2024 : année charnière qui sera le déclencheur d’une refonte de l’apprentissage du permis de conduire

Le monde de l’apprentissage du permis de conduire change, il est désormais porté par l’innovation, les nouveaux usages. Mais il est conditionné par de nouvelles contraintes économiques et réglementaires. Et son apprentissage reste à l’heure actuelle dispensé par un système qui finalement n’a pas évolué depuis des décennies. Alors comment penser révolutionner un secteur dont l’obsolescence a atteint son apogée et qui est tenu par des acteurs dont les intérêts économiques dépassent de loin celui de l’enseignement et des besoins des candidats ?

Nous ne parlons pas ici d’un marché de niche. Nous parlons ici de l’un des plus important en France, car crucial économiquement et socialement parlant. Il deviendra à partir de 2024 le passage obligatoire pour près de 2.5 millions de personnes. Les intérêts économiques et sociaux sont tels que l’enjeu devrait devenir d’utilité publique. Car il est trop facile de faire reposer la pression de la réussite uniquement sur les épaules des candidats alors que le dispositif qu’ils intègrent ne répond pas à leur besoin de performance.

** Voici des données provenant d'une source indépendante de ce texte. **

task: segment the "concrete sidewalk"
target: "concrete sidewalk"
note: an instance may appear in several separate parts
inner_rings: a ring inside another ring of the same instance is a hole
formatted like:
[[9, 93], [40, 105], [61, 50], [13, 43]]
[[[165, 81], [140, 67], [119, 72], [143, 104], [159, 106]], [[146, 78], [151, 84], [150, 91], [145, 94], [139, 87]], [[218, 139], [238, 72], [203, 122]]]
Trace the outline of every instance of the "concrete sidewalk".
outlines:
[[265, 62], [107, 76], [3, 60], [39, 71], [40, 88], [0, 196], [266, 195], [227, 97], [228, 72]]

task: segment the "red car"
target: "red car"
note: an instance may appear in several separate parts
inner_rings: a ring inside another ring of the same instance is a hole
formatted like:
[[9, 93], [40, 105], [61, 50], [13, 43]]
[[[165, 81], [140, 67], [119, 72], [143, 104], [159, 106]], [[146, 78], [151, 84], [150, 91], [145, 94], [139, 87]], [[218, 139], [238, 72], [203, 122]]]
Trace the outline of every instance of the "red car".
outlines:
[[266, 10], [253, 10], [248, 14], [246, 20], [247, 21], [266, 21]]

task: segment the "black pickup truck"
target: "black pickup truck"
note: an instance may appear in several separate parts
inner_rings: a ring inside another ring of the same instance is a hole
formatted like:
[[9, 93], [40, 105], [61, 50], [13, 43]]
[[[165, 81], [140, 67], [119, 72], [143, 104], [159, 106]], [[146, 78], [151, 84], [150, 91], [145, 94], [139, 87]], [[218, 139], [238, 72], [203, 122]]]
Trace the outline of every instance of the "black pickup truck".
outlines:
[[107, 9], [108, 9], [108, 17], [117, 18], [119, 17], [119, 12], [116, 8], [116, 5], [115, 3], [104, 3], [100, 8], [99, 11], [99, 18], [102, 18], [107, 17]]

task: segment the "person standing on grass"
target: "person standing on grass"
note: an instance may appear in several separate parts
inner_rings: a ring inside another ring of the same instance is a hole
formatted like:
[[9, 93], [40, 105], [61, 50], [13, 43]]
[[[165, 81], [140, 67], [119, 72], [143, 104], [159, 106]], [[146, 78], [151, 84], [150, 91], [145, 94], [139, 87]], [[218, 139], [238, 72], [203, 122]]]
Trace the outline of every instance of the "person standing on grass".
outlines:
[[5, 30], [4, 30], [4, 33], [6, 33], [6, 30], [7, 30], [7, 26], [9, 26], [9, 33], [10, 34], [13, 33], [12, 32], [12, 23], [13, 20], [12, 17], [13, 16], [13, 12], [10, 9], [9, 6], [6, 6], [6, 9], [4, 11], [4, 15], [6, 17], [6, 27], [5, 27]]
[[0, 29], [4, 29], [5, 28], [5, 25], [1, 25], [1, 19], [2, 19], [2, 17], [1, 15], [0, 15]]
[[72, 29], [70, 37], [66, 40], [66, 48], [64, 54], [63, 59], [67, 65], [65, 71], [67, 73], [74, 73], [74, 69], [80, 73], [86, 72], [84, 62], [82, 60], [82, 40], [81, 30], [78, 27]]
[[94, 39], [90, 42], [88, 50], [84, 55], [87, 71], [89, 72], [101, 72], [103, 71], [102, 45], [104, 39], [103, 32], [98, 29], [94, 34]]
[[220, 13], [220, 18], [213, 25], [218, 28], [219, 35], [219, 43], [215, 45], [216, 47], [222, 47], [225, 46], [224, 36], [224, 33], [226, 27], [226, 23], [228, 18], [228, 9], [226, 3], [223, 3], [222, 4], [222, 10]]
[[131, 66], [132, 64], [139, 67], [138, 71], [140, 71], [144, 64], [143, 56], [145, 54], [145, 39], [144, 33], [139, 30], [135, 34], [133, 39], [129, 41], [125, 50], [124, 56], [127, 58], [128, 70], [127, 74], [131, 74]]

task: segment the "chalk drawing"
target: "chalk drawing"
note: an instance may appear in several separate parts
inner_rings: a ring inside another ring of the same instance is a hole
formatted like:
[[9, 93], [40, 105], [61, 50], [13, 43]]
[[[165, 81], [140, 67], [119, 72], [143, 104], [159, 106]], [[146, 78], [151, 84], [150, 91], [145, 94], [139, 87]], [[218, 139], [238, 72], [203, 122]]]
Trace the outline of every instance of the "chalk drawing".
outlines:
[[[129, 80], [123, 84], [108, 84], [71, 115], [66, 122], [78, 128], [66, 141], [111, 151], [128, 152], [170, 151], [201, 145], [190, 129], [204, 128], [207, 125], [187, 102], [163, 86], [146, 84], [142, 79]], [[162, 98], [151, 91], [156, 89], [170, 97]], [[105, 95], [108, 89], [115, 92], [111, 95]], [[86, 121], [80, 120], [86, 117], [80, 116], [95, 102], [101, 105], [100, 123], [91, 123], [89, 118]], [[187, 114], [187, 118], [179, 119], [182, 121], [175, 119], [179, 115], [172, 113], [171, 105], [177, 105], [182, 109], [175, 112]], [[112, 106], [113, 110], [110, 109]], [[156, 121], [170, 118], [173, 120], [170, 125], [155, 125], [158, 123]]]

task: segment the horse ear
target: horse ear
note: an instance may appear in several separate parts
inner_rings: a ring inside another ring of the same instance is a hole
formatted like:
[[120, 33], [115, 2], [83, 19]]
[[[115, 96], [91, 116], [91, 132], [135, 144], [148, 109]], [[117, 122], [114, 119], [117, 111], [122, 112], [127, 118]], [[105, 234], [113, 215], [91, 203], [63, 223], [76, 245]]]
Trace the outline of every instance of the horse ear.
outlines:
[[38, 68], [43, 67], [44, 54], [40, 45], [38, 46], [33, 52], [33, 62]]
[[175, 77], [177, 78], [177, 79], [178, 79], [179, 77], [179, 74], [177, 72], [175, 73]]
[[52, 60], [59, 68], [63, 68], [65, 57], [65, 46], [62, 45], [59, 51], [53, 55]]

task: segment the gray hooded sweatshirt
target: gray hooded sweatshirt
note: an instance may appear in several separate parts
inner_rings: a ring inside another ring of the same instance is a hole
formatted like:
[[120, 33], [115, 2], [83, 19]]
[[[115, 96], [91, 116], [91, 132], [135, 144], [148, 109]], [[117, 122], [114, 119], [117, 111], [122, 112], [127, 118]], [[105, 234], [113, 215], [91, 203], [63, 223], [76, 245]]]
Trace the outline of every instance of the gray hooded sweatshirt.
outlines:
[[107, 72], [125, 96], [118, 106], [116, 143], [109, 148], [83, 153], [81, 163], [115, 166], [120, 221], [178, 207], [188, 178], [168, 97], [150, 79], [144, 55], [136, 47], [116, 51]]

Un gouvernement qui surfe sur de bonnes intentions ?

Pour pallier les difficultés que rencontrent les candidats depuis ces dernières années, le gouvernement s’est emparé du sujet : abaissement de l’âge d’obtention, instauration d’une plateforme digitale qui facilite la prise de rendez-vous, réexamen du code de la route, mise en place d’aides financières … l’intention est louable mais nombre de ces mesures entraîneront des conséquences inverse à l’effet bénéfique recherché, avec à la clé des hausses tarifaires inévitables.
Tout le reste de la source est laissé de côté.